Négritude was criticized by some black writers during the 1960s as insufficiently militant. Keorapetse Kgositsile said that the term Négritude was based too much on blackness according to a caucasian aesthetic, and was unable to define a new kind of perception of African-ness that would free black people and black art from caucasian conceptualizations altogether.
The Nigerian dramatist, poet, and novelist Wole Soyinka opposed Négritude. He believed that by deliberately and outspokenly being proud of their ethnicity, black people were automatically on the defensive: "Un tigre ne proclame pas sa tigritude, il saute sur sa proie" (French: A tiger doesn't proclaim its tigerness; it jumps on its prey).
After a long period of silence there has been a renaissance of Negritude developed by scholars such as Souleymane Bachir Diagne (Columbia), Donna Jones (Berkeley), and Cheikh Thiam (Ohio State) who all continue the work of Abiola Irele. Cheikh Thiam's book is the only book-length study of Negritude as philosophy. It develops Diagne's reading of Negritude as a philosophy of art, and Jones' presentation of Negritude as a lebensphilosophie.
"Lebensphilosophie ("philosophy of life" or life-philosophy in German) is a philosophical school of thought which emphasises the meaning, value and purpose of life as the foremost focus of philosophy."
Micklin, Anna T.
The Evergreen State College
"The literary movement, Negritude, was born out of the Paris intellectual environment of 1930s and 1940s. It is a product of black writers joining together through the French language to assert their cultural identity.

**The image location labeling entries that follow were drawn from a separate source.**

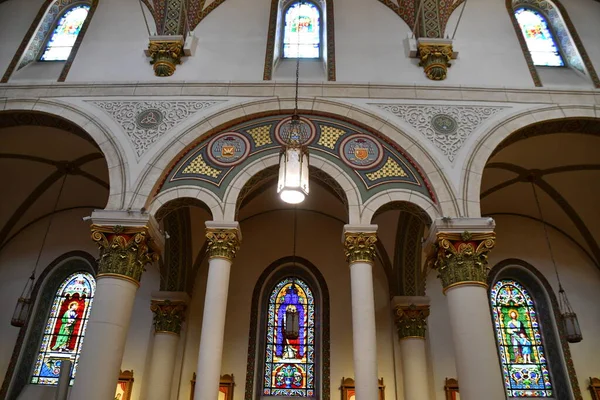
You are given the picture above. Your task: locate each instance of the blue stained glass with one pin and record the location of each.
(539, 39)
(289, 362)
(65, 328)
(302, 31)
(63, 38)
(522, 354)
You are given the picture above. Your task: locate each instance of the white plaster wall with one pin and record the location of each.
(15, 19)
(68, 233)
(266, 239)
(369, 41)
(524, 239)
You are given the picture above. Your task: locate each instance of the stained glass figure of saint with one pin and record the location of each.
(290, 352)
(539, 39)
(65, 328)
(302, 31)
(63, 38)
(522, 354)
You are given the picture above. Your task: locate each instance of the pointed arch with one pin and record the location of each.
(30, 339)
(538, 315)
(274, 280)
(559, 26)
(43, 29)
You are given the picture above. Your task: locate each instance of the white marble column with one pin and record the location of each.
(223, 243)
(411, 314)
(359, 248)
(127, 241)
(461, 248)
(169, 313)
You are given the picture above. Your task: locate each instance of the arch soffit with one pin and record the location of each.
(146, 193)
(491, 139)
(110, 148)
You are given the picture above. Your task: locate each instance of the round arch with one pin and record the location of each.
(151, 179)
(491, 139)
(79, 120)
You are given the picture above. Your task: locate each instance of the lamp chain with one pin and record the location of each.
(537, 202)
(62, 185)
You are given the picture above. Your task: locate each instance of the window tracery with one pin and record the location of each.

Aimé Césaire was the first to coin the word in his epic poem, Cahier d’un retour au pays natal, declaring “my negritude is not a stone, its deafness hurled against the clamor of the day” but instead, his negritude “takes root in the ardent flesh of the soil.” Together with Césaire, Léon Damas and Léopold Sédar Senghor created poetry that would make a definition for Negritude. The best-known Negritude works from these poets were Damas’ Pigments, Senghor’s Hosties noire and Chants d’ombre, and Césaire’s Cahier. These poets were brought together in the creation of the journal, L’Etudiant noire.
L’Etudiant noire responded to similar black journals in Paris at the time. Césaire and Senghor thought the West-Indian journal, Légitime defense, was too assimilationist and they found the Nardal sisters’ journal, Revue du monde noir, too bourgeois to truly represent the French-speaking black experience. Despite being a separate tract from these journals, L’Etudiant noire would not have been possible if the Nardal sisters and Légitime défense hadn’t created an environment in Paris for black intellectualism.
Negritude responded to the alienated position of blacks in history. The movement asserted an identity for black people around the world that was their own. For Césaire and Damas, from Martinique and French Guiana, the rupture from Africa through the Atlantic Slave Trade was a great part of their cultural understanding. Their work told of the frustration and loss of their motherland. For Senegalese Senghor, his works focused more on African traditionalism. In ways the assertion of each poet diverges from each other, but the combination of different perspectives is also what fueled and fed Negritude.
From a political standpoint, Negritude was an important aspect to the rejection of colonialism. Emerging at the cusp of African independence movements, Negritude made an impact on how the colonized viewed themselves. It also sparked and fed off of subsequent literary movements that were responding to global politics....
There is no clear end date to the movement, and some literary critics say that it still continues today, in any artistic expression asserting black identity."